As Penick and Chatham Motorcycle Club explain, county acceptance is necessary in obligating a county to maintain land that was privately owned and offered for public use; the mere public use of the road does not Create the obligation. However, we acknowledge that the analysis that determines a county’s obligation to maintain land is similar in some respects to the analysis of whether a private landowner’s offer of public use can estop that landowner from revoking a public dedication, and that this Court has not always been precise in explaining or observing the difference between what affects the private owner’s rights and what affects the county’s obligations. In particular, in Kaplan, this Court improperly cited cases addressing private owners’ rights to land offered to the public in a case dealing with a county’s obligation to repair a pipe. See Kaplan, 286 Ga. at 560, 690 S.E.2d 395 (citing Smith and MDC Blackshear and stating: "To prove a dedication of land to public use, there must be an offer, either express or implied, by the owner of the land, and an acceptance, either express or implied, by the appropriate public authorities or by the general public.") (emphasis added). However, notwithstanding its reference to acceptance by the general public, Kaplan then properly considered only whether the county had expressly or impliedly accepted the public dedication. See 286 Ga. at 561-562, 690 S.E.2d 395. Thus, Kaplan appears to have properly applied the law, and we disapprove any reading of it that would suggest that acceptance by the general public of an offer to dedicate land to the public can obligate a county in the absence of the county authorities’ acceptance of that offer.
For example, as Smith and Carroll indicate, a county's acceptance of an owner’s offer to dedicate the road to the public may also be a relevant consideration in deciding whether an owner may reclaim full control of land. See Smith, 248 Ga. at 158, 282 S.E.2d 76; Carroll, 216 Ga. at 666, 119 S.E.2d 258. But whereas county acceptance is necessary to obligate a county to repair and maintain a road, county acceptance is not required before an owner's rights to restrict use of the property are affected.
We made a similar misstatement in the municipal context in Hale v. City of Statham, 269 Ga. 817, 504 S.E.2d 691 (1998), when, in a case dealing with whether a city had acquired ownership over an alley, we said: "Two criteria must be met before a public alley comes into existence by dedication: 1) the owner’s intention to dedicate the property to public use, and 2) the public’s acceptance of the property for that use." Id. at 818, 504 S.E.2d 691. Like the Kaplan Court, however, Hale then correctly considered whether "the city accepted the alley." 269 Ga. at 818, 504 S.E.2d 691. We therefore disapprove any reading of that misstatement in Hale in the, same way we disapprove the reading of Kaplan.

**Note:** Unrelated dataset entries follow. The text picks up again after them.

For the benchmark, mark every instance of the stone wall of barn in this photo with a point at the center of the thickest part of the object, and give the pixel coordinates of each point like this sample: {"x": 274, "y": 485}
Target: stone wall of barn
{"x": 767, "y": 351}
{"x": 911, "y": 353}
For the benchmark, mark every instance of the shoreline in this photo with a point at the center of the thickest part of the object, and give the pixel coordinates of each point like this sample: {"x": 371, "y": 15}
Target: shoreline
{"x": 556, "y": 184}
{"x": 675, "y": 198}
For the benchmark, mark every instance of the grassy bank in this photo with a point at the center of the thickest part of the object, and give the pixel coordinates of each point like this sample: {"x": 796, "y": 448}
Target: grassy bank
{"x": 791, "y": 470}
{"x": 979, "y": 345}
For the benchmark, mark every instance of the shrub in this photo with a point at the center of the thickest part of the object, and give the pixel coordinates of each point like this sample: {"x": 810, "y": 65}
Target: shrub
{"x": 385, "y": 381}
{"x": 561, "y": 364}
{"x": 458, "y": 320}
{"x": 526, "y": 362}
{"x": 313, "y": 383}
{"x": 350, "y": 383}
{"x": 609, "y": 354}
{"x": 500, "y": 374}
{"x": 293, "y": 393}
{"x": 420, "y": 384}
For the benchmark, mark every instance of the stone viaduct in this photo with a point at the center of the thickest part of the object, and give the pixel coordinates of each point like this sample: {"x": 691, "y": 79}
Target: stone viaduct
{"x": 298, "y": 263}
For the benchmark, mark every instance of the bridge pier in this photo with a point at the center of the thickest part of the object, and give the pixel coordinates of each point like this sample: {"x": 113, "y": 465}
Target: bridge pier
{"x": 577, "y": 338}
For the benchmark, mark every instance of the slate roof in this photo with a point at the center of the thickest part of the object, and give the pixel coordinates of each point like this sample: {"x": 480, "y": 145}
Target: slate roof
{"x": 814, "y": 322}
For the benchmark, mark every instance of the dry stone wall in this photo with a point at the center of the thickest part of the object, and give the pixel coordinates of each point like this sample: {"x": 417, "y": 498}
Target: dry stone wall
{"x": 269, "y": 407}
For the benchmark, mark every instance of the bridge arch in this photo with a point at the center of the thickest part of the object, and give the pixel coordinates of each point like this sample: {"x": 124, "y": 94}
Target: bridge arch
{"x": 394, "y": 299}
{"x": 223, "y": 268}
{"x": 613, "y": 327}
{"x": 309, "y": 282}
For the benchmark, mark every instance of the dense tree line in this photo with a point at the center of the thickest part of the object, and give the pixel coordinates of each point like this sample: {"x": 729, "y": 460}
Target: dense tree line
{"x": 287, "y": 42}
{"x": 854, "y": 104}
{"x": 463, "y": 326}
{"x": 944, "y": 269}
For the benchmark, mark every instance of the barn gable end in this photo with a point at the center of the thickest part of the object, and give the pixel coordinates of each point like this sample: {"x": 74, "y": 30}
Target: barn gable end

We similarly disapprove Rouse v. City of Atlanta, 353 Ga. App 542, 839 S.E.2d 8 (2020), which the Court of Appeals cited here, which considered a city’s claim that land had been dedicated to the city and cited Kaplan to explain: "To prove a. dedication of land to public use, there must be an offer, either express or implied, by the owner of the land, and an acceptance, either express or implied, by the appropriate public authorities or by the general public." Rouse, 353 Ga. App. at 544, 839 S E.2d 8
Kaplan seems to have been at least partly responsible for the Court of Appeals’s error in this case because the Court of Appeals cited Kaplan to conclude that "an offer to dedicate may be accepted ‘by the appropriate public authorities or by the general public.’ " Morris, 365 Ga. App. at 328, 878 S.E.2d 81 (emphasis in original). For the reasons discussed above, this was error, and we reject the plaintiffs’ contention that we should apply law addressing when a dedication of land to the public affects a private owner’s rights in a case like this one, which concerns a county’s obligation.
(b) OCGA § 32-1-3
The plaintiffs also argue that we should conclude that Sumter County has an obligation to repair and maintain the Subdivision Roads because the roads have been "dedicated" as "public roads" as those terms are defined in OCGA § 32-1-3 (8) and (24). The Court of Appeals also cited these definitions in its analysis. See Morris, 365 Ga. App. at 326 n.13, 878 S.E.2d 81. Reliance on these definitions, however, is inappropriate because OCGA § 32-1-3 applies only to Title 32 and nothing in Title 32 obligates a county to repair and maintain "dedicated" "public roads" as defined in § 32-1-3.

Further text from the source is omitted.